Abstract: The values of a categorical variable frequently have a structure that is not ordinal or linear in nature. For example, the months of the year have a circular structure, and the US States have a geographical structure. Standard approaches such as one-hot or numerical encoding are unable to effectively exploit the structural information of such variables. In this tutorial, we will introduce the StructureBoost gradient boosting package, wherein the structure of categorical variables can be represented by a graph, and exploited to improve predictive performance. Morevoer, StructureBoost can make informed predictions on categorical values for which there is little or no data, by leveraging the knowledge of the structure. We will walk through examples of how to configure and train models using StructureBoost and demonstrate other features of the package.
Section 1: Structured Categorical Decision Trees. We will review how to extend the standard decision tree to accept structured categorical variables. This extension is the theoretical underpinning of StructureBoost.
Section 2: Configuring and using StructureBoost. Working through a Jupyter notebook, we will demonstrate how to fit and predict using StructureBoost on real datasets involving Structured Categorical Variables.
Section 3: Advanced features and capabilities of StructureBoost. We will dive deeper into some of the advantages of StructureBoost over other boosting packages, and demonstrate some of the more advanced features.
Attendees should be familiar with the Python toolkit: numpy, pandas, scikit-learn, etc.
Attendees should be familiar with the fit -> predict -> evaluate workflow of model creation using train/test splits. Experience with gradient boosting or random forests in particular will be helpful.
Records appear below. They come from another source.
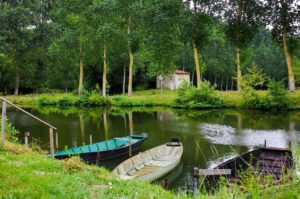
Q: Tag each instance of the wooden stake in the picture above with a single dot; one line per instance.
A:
(51, 141)
(91, 139)
(3, 125)
(56, 140)
(130, 119)
(27, 134)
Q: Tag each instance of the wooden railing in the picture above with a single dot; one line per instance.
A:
(3, 125)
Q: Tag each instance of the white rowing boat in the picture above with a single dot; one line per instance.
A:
(151, 164)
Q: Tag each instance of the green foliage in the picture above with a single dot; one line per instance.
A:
(46, 100)
(202, 97)
(278, 96)
(11, 132)
(64, 102)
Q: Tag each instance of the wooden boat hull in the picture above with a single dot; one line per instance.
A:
(97, 156)
(151, 164)
(265, 161)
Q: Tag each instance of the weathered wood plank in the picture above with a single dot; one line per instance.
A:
(3, 125)
(212, 172)
(51, 141)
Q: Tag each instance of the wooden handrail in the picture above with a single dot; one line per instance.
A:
(34, 117)
(51, 127)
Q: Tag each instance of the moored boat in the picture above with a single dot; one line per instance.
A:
(264, 161)
(93, 153)
(153, 163)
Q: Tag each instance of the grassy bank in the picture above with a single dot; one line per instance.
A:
(27, 173)
(30, 173)
(231, 99)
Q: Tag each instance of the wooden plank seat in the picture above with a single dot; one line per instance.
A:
(146, 170)
(214, 171)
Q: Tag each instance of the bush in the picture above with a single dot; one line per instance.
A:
(65, 102)
(97, 100)
(11, 132)
(278, 96)
(45, 100)
(202, 97)
(124, 101)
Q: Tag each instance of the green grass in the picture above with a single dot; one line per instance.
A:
(29, 174)
(232, 99)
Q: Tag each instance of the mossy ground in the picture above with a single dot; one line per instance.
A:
(29, 174)
(232, 99)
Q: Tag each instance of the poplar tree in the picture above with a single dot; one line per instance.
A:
(284, 18)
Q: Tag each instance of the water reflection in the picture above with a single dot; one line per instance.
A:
(227, 135)
(208, 136)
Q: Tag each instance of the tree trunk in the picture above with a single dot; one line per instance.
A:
(288, 58)
(221, 87)
(81, 69)
(105, 125)
(161, 85)
(193, 78)
(81, 124)
(124, 80)
(239, 72)
(130, 120)
(17, 83)
(196, 57)
(130, 62)
(104, 72)
(226, 84)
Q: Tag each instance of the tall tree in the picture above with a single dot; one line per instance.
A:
(196, 28)
(16, 33)
(162, 25)
(243, 20)
(72, 16)
(284, 17)
(129, 10)
(106, 32)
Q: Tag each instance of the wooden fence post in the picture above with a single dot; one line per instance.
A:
(91, 139)
(27, 134)
(56, 140)
(3, 125)
(51, 141)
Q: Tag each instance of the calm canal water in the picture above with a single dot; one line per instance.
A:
(208, 136)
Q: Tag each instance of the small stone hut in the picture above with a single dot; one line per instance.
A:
(173, 81)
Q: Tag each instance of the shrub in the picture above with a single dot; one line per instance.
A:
(64, 102)
(278, 96)
(97, 100)
(123, 101)
(74, 164)
(45, 100)
(11, 132)
(202, 97)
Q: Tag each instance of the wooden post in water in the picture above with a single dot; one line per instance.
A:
(26, 134)
(195, 180)
(56, 140)
(130, 120)
(91, 139)
(3, 125)
(51, 141)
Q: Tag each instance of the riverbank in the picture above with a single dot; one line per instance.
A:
(231, 99)
(27, 173)
(30, 173)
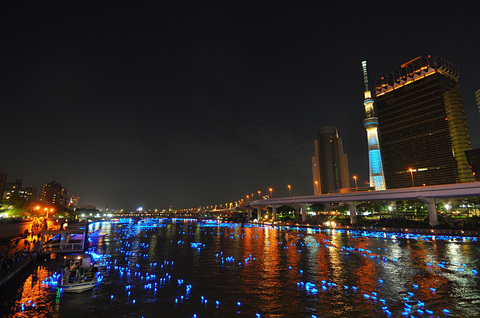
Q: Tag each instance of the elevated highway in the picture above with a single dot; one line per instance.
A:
(427, 194)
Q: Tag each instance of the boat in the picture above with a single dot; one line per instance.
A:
(80, 273)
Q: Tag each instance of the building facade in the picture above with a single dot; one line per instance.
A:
(15, 190)
(54, 193)
(330, 164)
(423, 128)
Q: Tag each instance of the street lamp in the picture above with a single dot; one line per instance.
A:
(411, 173)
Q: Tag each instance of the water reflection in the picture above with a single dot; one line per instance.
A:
(181, 268)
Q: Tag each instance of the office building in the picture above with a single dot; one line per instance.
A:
(15, 190)
(54, 193)
(330, 164)
(376, 176)
(422, 125)
(473, 157)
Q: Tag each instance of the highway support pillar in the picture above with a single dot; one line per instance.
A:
(432, 210)
(274, 212)
(353, 213)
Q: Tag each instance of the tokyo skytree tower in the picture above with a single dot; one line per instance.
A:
(377, 178)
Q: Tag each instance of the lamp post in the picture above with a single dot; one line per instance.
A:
(411, 173)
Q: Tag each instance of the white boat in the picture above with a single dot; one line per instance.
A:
(80, 273)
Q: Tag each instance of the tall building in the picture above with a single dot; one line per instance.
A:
(376, 176)
(54, 193)
(17, 191)
(330, 164)
(477, 97)
(3, 181)
(423, 129)
(473, 157)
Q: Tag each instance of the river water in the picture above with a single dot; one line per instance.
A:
(184, 268)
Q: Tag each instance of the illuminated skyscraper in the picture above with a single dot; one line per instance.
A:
(423, 129)
(477, 97)
(377, 179)
(54, 193)
(330, 164)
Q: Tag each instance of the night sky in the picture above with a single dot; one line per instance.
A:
(199, 103)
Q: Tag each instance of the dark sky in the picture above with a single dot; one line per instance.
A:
(199, 102)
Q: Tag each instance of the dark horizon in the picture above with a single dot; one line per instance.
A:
(159, 105)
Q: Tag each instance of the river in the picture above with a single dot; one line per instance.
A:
(184, 268)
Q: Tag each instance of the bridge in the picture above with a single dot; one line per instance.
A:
(426, 194)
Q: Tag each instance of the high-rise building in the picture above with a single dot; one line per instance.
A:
(54, 193)
(473, 157)
(330, 164)
(3, 181)
(376, 176)
(423, 129)
(477, 97)
(17, 191)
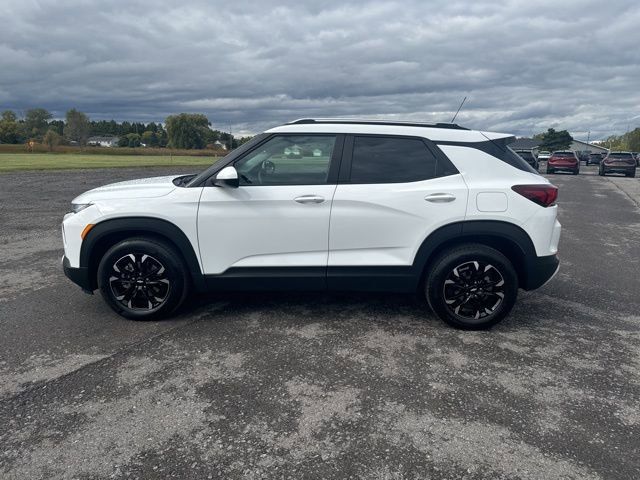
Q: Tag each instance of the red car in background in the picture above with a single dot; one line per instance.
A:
(618, 162)
(565, 161)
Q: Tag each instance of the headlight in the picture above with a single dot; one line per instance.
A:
(78, 207)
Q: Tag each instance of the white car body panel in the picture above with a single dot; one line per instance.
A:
(483, 174)
(263, 226)
(179, 206)
(385, 224)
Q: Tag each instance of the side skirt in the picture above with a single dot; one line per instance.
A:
(363, 279)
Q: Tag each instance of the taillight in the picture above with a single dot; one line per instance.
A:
(543, 195)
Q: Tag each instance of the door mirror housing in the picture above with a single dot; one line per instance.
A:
(227, 177)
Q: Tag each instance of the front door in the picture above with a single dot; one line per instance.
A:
(277, 220)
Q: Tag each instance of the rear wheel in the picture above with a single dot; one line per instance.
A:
(472, 286)
(142, 278)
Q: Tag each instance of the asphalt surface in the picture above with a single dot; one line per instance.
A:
(320, 386)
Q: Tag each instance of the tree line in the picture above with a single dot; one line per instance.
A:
(184, 130)
(628, 142)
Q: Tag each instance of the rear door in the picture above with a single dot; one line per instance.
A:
(392, 193)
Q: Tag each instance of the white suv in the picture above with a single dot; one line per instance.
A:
(327, 205)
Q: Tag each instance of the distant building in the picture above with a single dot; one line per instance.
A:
(525, 143)
(219, 145)
(103, 141)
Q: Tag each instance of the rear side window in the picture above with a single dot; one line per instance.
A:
(394, 160)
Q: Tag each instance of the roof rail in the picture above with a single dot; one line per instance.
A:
(349, 121)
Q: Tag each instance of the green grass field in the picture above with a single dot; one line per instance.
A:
(11, 162)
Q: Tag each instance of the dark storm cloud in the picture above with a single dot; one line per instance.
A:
(525, 65)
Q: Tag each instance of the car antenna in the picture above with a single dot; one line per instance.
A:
(457, 111)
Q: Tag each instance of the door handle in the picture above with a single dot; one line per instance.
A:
(309, 199)
(440, 198)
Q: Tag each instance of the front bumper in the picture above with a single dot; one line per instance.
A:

Bio: Brian Lucena is a Principal at Lucena Consulting and a consulting Data Scientist at Agentero. An applied mathematician in every sense, he is passionate about applying modern machine learning techniques to understand the world and act upon it. In previous roles, he has served as SVP of Analytics at PCCI, Principal Data Scientist at Clover Health, and Chief Mathematician at Guardian Analytics. He has taught at numerous institutions including UC-Berkeley, Brown, USF, and the Metis Data Science Bootcamp.